How to Clean Your First Apartment Walls Without Damaging the Paint

Walls are often one of the most overlooked parts of the apartment when it comes to cleaning, but being sure to keep them clean can help keep your apartment looking well-kept. How should you clean your first apartment walls in a way that won’t damage the paint? Read on below to find out.

Always dust first

Whichever method you use to clean your apartment walls, make sure you dust the walls first. This is often something that gets overlooked when apartments are cleaned in between tenants, so a large amount of dust and dirt can build up over time. If you wash the walls before dusting, especially with a harsh rag, you can scratch the paint with the dust that has accumulated.

Know your paint

Not all types of paint are created equal, and some will chip and scratch more easily than others. Semi-gloss and enamel paints will be more durable than flat or satin paints, so be sure to be extra careful if your walls don’t have any shine to them.

In addition to the finish, it may be helpful to know whether your interior paint is latex or oil-based. Most methods of testing this can cause small sections of paint to peel, so try asking your landlord which kind of paint is used in your apartment and saying it’s so you can clean the walls safely. Many landlords and property management companies use the same paint for every one of their units.

Use the right cleaner

Not only is it important to know how gentle to be with different types of paint, but there are actually different cleaners that work better for different types of paint as well. If your paint is latex-based, use a gentle solution of warm water mixed with a little bit of dish soap with no bleaching agents.
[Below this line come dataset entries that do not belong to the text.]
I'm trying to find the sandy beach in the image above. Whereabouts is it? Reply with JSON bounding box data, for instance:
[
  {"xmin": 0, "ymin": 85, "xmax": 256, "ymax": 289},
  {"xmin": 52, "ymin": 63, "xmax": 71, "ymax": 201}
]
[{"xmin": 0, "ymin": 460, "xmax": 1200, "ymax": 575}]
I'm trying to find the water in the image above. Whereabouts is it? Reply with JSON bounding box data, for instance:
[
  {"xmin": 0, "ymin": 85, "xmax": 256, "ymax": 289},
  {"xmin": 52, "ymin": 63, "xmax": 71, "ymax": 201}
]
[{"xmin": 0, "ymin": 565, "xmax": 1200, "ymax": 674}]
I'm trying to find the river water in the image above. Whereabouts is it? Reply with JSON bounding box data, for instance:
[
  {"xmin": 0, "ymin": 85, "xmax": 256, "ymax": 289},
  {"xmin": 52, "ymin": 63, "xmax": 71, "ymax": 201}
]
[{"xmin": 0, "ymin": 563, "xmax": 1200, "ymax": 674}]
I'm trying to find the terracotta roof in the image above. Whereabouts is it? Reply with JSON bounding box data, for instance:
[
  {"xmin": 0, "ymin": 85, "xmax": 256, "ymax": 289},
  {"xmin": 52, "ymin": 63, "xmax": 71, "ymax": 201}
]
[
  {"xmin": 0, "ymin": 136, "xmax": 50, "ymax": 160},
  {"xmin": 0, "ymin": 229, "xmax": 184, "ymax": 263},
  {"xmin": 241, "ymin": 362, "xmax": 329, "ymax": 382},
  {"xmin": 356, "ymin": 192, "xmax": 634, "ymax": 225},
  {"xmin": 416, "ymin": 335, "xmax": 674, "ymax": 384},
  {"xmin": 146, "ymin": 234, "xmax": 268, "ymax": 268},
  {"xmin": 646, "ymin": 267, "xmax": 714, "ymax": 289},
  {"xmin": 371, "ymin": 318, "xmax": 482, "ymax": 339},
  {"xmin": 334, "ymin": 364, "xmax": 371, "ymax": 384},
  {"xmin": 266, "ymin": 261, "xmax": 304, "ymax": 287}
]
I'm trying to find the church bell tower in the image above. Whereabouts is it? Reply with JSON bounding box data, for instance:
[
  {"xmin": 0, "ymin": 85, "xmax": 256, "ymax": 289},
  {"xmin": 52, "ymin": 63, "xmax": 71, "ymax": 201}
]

For oil-based paint, use a mixture of two cups of water, a tablespoon of white vinegar and half a tablespoon of dish soap. Finally, for very flat paints that can be easily damaged, first, try washing with nothing more than warm water. If any tough stains remain, incrementally add small amounts of dish soap.

Spot test in a less noticeable area

When you start cleaning the walls, be sure to spot-test in an out-of-sight area just in case something goes wrong. This could be close to the floor in a corner of the room or behind a piece of furniture. Be sure to completely clean this area, let it dry, and inspect the dried paint for any signs of cracking or bubbling.

Don’t use too much water

One of the most common mistakes made when cleaning walls is using too much water. While this may not immediately crack the paint, it can soak into the sheetrock behind the paint. Over time, this damp sheetrock can cause the paint to start bubbling or peeling and can also lead to mold and fungus. If you have to wash your walls with water, get your rag wet and then wring it out as much as you can before starting.